Die Astronomen um Joydeep Bagchi von der Universität Puna in Indien haben bei
ihren Beobachtungen des Galaxienhaufens mit der Radioantennen-Anlage Very
Large Array im US-Bundesstaat New Mexico zwei riesige bogenförmige
Strukturen am Rand von Abell 3376 entdeckt. Die Bögen sind jeweils etwa drei
Millionen Lichtjahre lang und senden Radiowellen aus, die typisch für die
Bewegung elektrisch geladener Teilchen in Magnetfeldern sind.

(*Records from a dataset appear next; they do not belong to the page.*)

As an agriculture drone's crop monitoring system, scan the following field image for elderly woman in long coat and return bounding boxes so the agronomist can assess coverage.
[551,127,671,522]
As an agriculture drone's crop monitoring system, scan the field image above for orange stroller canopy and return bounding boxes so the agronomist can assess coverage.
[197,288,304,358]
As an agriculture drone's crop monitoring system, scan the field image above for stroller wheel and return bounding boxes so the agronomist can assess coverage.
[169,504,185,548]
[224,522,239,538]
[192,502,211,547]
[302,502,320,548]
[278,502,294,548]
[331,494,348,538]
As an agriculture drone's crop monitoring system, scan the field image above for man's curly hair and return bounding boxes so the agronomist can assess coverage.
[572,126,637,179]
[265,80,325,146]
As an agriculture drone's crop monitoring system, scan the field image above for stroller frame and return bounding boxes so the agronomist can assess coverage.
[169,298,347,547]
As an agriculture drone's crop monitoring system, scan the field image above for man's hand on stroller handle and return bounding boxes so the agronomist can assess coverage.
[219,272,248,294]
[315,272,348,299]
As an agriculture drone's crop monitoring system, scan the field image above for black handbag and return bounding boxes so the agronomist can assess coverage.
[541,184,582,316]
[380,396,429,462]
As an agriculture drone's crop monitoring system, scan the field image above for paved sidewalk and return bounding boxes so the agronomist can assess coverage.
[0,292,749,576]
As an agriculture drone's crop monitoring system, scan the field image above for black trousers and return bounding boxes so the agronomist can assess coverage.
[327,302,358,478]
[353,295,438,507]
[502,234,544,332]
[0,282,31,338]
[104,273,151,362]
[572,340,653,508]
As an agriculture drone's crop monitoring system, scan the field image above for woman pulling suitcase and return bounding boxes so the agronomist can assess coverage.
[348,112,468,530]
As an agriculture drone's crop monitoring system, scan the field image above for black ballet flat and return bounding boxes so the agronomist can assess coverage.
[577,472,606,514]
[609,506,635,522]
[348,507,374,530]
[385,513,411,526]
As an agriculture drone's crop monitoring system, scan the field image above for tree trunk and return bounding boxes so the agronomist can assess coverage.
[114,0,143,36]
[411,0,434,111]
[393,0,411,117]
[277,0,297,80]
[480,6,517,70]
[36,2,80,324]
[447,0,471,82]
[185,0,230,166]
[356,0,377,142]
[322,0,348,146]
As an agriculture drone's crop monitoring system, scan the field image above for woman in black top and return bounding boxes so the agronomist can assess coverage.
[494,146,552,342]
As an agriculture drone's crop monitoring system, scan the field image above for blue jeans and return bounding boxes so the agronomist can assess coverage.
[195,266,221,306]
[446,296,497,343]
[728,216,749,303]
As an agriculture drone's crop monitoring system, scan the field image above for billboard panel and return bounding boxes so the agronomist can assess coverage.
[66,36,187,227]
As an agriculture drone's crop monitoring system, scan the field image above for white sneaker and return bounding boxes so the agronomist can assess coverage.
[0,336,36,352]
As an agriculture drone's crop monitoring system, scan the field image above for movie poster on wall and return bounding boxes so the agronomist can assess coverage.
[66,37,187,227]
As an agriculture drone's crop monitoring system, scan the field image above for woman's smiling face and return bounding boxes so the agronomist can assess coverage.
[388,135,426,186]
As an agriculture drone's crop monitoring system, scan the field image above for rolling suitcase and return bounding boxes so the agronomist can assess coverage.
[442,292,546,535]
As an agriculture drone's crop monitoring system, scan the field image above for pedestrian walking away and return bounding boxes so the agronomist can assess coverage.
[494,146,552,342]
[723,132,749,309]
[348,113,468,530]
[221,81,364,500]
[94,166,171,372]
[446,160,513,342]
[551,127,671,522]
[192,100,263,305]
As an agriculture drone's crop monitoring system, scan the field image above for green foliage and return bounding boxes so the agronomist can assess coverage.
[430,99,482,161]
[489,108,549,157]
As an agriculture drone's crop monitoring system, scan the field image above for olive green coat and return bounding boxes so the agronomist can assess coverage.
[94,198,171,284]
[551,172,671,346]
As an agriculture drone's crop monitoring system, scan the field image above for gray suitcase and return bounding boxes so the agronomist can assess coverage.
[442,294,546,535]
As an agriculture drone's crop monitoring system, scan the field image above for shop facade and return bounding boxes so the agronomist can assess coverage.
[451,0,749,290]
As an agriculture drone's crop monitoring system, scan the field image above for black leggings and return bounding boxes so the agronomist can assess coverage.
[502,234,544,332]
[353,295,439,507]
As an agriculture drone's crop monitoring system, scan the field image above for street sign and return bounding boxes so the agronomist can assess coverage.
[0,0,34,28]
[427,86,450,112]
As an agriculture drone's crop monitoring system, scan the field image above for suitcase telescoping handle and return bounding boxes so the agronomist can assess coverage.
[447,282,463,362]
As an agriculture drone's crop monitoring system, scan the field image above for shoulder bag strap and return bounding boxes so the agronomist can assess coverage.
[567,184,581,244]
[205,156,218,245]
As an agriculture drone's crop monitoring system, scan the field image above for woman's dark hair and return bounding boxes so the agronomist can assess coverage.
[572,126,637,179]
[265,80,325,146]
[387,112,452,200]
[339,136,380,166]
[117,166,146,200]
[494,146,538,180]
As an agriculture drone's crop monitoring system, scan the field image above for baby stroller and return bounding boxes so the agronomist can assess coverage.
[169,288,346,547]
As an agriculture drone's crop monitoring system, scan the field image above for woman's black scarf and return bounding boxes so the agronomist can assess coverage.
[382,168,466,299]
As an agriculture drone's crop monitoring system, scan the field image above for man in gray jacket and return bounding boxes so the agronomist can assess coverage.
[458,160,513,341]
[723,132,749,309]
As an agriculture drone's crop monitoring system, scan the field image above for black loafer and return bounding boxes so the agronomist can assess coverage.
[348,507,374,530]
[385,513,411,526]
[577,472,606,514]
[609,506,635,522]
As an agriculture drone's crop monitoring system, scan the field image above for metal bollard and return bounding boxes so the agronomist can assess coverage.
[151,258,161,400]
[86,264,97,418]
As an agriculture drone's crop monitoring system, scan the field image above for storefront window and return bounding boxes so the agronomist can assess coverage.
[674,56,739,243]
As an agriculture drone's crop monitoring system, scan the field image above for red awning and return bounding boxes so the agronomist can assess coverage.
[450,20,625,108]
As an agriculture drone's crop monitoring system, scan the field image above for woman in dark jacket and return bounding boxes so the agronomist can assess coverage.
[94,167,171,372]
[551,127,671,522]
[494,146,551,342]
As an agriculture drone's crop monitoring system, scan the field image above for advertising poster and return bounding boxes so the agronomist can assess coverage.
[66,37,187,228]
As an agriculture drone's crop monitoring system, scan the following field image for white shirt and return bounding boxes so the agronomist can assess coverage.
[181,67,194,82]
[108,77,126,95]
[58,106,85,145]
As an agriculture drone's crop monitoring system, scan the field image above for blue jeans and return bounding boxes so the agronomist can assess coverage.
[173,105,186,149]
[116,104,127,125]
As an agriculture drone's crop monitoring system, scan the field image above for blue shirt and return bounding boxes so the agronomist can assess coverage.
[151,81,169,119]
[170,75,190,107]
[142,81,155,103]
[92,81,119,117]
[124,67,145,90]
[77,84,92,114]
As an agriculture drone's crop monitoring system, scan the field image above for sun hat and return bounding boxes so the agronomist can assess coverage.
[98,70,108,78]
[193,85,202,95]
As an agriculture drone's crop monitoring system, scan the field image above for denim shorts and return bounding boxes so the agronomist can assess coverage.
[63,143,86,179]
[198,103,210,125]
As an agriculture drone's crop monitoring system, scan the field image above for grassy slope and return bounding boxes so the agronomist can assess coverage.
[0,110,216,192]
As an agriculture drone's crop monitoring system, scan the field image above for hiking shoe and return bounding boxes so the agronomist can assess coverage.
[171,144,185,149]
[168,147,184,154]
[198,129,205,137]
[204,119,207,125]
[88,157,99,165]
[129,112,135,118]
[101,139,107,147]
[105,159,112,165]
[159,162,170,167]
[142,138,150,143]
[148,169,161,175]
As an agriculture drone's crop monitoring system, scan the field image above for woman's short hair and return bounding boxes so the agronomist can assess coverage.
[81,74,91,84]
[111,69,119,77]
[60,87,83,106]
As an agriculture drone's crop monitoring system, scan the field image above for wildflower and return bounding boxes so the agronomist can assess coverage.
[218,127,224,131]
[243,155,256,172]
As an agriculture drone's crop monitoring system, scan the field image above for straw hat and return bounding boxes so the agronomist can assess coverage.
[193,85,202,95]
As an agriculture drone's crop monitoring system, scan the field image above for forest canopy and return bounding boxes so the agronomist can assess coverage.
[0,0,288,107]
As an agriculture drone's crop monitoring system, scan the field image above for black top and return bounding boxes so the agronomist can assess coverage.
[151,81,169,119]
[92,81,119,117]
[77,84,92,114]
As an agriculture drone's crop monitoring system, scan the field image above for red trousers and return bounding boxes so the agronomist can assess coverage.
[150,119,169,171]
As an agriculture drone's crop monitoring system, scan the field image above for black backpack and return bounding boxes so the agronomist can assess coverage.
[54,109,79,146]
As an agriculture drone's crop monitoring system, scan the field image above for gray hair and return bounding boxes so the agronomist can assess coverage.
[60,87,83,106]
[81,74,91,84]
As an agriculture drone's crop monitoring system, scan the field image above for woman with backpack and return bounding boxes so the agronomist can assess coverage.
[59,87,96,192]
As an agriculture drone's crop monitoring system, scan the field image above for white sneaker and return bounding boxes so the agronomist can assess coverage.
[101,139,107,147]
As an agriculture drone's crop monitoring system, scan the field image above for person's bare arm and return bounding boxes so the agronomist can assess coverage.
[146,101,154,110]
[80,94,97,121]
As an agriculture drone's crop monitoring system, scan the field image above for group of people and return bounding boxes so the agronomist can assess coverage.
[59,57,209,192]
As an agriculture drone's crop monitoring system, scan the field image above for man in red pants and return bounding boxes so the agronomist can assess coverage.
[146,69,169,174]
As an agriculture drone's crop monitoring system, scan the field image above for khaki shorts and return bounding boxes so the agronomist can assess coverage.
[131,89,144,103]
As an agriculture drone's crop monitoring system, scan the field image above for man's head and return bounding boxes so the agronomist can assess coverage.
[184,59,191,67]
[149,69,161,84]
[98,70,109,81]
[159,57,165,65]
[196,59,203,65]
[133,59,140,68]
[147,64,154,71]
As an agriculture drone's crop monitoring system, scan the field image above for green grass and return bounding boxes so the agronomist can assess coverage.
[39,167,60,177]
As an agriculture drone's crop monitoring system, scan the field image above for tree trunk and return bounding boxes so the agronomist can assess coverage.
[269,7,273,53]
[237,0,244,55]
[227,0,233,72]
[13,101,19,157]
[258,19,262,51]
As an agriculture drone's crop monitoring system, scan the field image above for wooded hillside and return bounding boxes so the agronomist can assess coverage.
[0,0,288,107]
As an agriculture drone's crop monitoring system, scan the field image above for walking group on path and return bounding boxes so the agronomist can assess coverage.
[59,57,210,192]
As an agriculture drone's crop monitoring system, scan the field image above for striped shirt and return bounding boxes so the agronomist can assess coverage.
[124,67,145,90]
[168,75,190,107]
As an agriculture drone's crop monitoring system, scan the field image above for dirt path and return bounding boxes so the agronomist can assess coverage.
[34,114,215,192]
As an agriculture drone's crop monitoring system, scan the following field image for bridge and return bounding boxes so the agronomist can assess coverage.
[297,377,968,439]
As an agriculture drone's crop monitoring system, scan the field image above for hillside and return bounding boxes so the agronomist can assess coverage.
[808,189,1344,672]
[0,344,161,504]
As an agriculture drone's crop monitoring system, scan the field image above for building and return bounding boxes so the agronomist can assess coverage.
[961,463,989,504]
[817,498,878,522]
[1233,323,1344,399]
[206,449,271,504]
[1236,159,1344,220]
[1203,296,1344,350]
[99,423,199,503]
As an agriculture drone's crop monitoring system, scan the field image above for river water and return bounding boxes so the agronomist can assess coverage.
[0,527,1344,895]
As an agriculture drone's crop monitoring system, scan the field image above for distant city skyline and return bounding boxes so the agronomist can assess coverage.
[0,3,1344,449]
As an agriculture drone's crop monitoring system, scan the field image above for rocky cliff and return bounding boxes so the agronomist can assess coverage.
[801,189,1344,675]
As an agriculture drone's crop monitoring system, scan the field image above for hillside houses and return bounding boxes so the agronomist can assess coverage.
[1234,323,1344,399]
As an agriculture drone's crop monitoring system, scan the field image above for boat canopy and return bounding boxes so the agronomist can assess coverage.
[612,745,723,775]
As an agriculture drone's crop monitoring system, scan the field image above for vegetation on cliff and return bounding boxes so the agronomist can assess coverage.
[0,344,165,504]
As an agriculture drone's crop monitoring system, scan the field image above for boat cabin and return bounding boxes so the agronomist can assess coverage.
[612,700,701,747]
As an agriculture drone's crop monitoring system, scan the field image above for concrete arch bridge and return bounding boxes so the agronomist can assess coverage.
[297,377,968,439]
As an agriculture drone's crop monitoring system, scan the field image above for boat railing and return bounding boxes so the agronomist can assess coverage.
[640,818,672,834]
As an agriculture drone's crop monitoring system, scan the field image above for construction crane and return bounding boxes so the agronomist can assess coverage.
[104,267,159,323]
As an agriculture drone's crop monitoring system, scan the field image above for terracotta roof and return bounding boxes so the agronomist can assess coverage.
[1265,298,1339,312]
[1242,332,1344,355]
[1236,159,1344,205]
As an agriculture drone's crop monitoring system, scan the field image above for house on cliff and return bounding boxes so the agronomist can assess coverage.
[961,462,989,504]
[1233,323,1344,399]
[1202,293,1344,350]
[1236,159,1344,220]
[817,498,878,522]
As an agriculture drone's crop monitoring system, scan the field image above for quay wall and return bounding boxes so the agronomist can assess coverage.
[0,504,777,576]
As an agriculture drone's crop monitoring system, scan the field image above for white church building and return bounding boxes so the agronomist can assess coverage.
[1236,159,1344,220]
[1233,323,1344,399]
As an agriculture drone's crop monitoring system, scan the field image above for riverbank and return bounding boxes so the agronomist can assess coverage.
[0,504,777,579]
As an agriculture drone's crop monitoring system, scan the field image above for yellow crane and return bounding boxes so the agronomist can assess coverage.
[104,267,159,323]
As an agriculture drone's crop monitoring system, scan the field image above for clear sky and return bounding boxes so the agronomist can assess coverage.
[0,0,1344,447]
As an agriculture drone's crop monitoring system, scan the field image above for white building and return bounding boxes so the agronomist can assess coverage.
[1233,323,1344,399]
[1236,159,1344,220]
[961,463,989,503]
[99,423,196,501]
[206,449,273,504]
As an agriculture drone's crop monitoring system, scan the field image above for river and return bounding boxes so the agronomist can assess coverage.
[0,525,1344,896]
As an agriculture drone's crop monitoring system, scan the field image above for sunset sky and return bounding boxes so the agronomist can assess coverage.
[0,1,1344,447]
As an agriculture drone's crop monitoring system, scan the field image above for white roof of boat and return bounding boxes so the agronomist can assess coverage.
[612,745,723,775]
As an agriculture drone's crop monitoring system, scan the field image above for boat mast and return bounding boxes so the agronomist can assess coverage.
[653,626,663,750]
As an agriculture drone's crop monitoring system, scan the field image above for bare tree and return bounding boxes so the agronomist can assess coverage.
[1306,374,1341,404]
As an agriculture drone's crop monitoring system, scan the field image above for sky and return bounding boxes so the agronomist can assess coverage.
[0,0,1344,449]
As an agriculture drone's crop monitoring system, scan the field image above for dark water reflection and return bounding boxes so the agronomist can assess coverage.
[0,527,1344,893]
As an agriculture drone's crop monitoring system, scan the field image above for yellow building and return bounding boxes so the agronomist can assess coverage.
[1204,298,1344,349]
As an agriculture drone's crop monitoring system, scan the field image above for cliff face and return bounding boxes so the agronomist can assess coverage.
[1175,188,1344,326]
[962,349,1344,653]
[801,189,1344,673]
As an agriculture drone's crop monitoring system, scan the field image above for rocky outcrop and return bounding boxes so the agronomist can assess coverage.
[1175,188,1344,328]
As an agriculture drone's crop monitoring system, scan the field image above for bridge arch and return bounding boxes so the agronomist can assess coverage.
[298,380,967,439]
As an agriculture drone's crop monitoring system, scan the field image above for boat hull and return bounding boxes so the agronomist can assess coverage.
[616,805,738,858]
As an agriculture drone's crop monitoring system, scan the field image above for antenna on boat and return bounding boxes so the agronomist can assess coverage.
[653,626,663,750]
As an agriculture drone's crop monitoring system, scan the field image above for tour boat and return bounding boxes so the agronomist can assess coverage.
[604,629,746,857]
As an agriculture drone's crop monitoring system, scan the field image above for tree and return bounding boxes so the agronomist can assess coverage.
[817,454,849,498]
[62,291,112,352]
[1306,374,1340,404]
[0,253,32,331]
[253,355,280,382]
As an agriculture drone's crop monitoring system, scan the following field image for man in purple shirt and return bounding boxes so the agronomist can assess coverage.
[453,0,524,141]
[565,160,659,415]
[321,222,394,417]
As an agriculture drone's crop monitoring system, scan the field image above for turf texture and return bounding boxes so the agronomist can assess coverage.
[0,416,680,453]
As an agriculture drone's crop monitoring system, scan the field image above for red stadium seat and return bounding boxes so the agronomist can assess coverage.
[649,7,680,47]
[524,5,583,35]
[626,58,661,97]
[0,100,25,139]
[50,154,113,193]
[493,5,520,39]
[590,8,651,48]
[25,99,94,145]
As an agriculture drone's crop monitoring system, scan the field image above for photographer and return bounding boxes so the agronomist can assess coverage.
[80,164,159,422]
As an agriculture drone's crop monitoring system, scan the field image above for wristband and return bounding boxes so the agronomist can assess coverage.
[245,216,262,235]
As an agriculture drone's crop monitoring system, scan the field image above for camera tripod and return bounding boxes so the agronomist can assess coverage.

Die Forscher vermuten, dass es sich bei den Bögen um Stoßwellen handelt, die
durch den Zusammenprall von Gaswolken mit hohen Geschwindigkeiten ausgelöst
wurden. Zwei Szenarien kommen dafür in Frage. Zum einen könnte Abell 3376 durch
die Kollision zweier kleinerer Galaxienhaufen entstanden sein. Zum anderen, und
diese Möglichkeit favorisiert das Team um Bagchi, könnte es sich um Gas handeln,
dass von außerhalb des Galaxienhaufens in den Haufen hineinströmt und dort auf
das Gas des Haufens prallt.
In beiden Fällen würden die ausgelösten Stoßwellen Elektronen und andere
geladene Teilchen auf extrem hohe Geschwindigkeiten beschleunigen. Die Teilchen
würden dann durch Magnetfelder auf spiralförmige Bahnen gelenkt werden und durch
diese Bewegung - wie in einem Synchrotron - Strahlung aussenden. Mit weiteren
Beobachtungen im Röntgenbereich wollen die Forscher nun herausfinden, welches
der beiden Szenarien zutrifft. Handelt es sich um den Zustrom von Gas außerhalb
des Galaxienhaufens, so böte sich erstmals die Möglichkeit, die Magnetfelder
außerhalb von Galaxienhaufen zu untersuchen. Noch wissen die Astronomen nicht,
ob diese Felder bereits beim Urknall entstanden sind oder erst später von den
ersten Galaxien ausgestoßen wurden.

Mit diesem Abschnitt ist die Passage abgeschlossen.